Workshop:
Researching Civic Media: Empowering Citizens or Progressive Fallacy?
Amsterdam, April 19th 2017 13:30-17:00
With Eric Gordon; Founding director of Engagement Lab at Emerson College & faculty associate at the Berkman Center for Internet and Society at Harvard University
Goal of the workshop
Through the discussion of a number of texts and accounts of their own experiences, researchers will discuss the concept of civic media as well as appropriate research frameworks for civic media, including ‘research by design’ approaches. How can we build a research agenda that is both critical and productive?
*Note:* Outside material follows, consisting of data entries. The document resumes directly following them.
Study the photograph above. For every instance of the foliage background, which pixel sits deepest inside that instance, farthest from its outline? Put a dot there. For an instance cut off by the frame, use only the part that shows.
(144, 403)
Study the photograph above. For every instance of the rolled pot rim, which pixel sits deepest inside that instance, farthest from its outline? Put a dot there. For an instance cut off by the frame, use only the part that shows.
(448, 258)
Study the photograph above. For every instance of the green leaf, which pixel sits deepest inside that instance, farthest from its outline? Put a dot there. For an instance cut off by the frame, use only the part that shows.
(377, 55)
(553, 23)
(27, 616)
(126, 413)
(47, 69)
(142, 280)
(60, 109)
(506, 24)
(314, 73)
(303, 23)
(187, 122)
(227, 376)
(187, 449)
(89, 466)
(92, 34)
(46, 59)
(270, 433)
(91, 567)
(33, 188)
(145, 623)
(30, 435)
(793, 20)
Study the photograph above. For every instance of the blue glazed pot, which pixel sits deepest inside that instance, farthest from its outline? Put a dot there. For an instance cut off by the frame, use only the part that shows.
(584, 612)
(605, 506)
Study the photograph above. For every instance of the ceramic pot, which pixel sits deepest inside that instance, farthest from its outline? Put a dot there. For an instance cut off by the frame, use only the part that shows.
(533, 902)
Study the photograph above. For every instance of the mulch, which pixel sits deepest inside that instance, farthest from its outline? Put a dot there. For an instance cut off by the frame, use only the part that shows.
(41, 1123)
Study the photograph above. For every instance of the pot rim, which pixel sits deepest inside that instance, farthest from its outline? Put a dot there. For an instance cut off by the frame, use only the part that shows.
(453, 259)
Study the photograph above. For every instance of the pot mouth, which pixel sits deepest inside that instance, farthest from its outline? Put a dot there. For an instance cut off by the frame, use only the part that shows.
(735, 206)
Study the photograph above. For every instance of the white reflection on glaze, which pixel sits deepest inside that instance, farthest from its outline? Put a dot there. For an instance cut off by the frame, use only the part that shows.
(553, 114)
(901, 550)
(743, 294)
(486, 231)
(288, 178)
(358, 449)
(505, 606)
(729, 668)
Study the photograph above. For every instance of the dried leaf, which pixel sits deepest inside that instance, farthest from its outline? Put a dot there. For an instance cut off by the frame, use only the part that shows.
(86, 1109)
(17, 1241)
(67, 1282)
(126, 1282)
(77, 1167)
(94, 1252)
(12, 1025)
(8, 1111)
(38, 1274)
Description of workshop theme
Digital media has significantly impacted how we participate in civic life, including how we gather together in groups, interface with public institutions, seek out information, and advocate and agitate towards social change. Institutions of all sorts are struggling to adapt to emerging digital practices, as they invent, adopt or adapt new tools, and rethink structures of participation. Community activists, civil society practitioners, policy makers and technologists are searching for viable solutions. Communities of practice have emerged around discourses such as the Smart City and Civic Tech, building tools and sourcing data to solve civic problems.
But it is necessary to question the nature of these problems, whose problems they are, and if they are, in fact, problems at all. While the shiny new app solves some problems, it surely creates others. While big data addresses some gaps in knowledge, it opens others. In this context, there is need to harness an intellectual discourse that is both critical and applied, that can create knowledge about a digitally enhanced civics, while guiding design for the creation of new approaches.
The notion of ‘civic media’ was introduced first as a design objective meant to foreground the affordances of digital technologies for citizen empowerment and community engagement, as a counterweight to claims about the negative impact of digital media on social and civic life prolific in the late 1990s and early 2000s. At the same time the term ‘civic media’ is also used analytically to emphasize the complex relationships between people, technologies, practices and the common good, moving away from a more simplistic functionalist paradigm in which civic technologies are presented as tech solutions that can be applied to various societal domains. In a civic media approach, researchers try to understand the complex ways in which communities use media and technology to achieve or strive for a common good.
Research on civic media often combines analysis of media practices with design and action research. For instance, research through design projects can be aimed at empowering local communities, or contribute to imaginations of a future society that provides civic alternatives for the neoliberal commodification and ‘smart consumer orientated services’ approach that dominates current discourse on smart cities, disruptive innovation and creative economies.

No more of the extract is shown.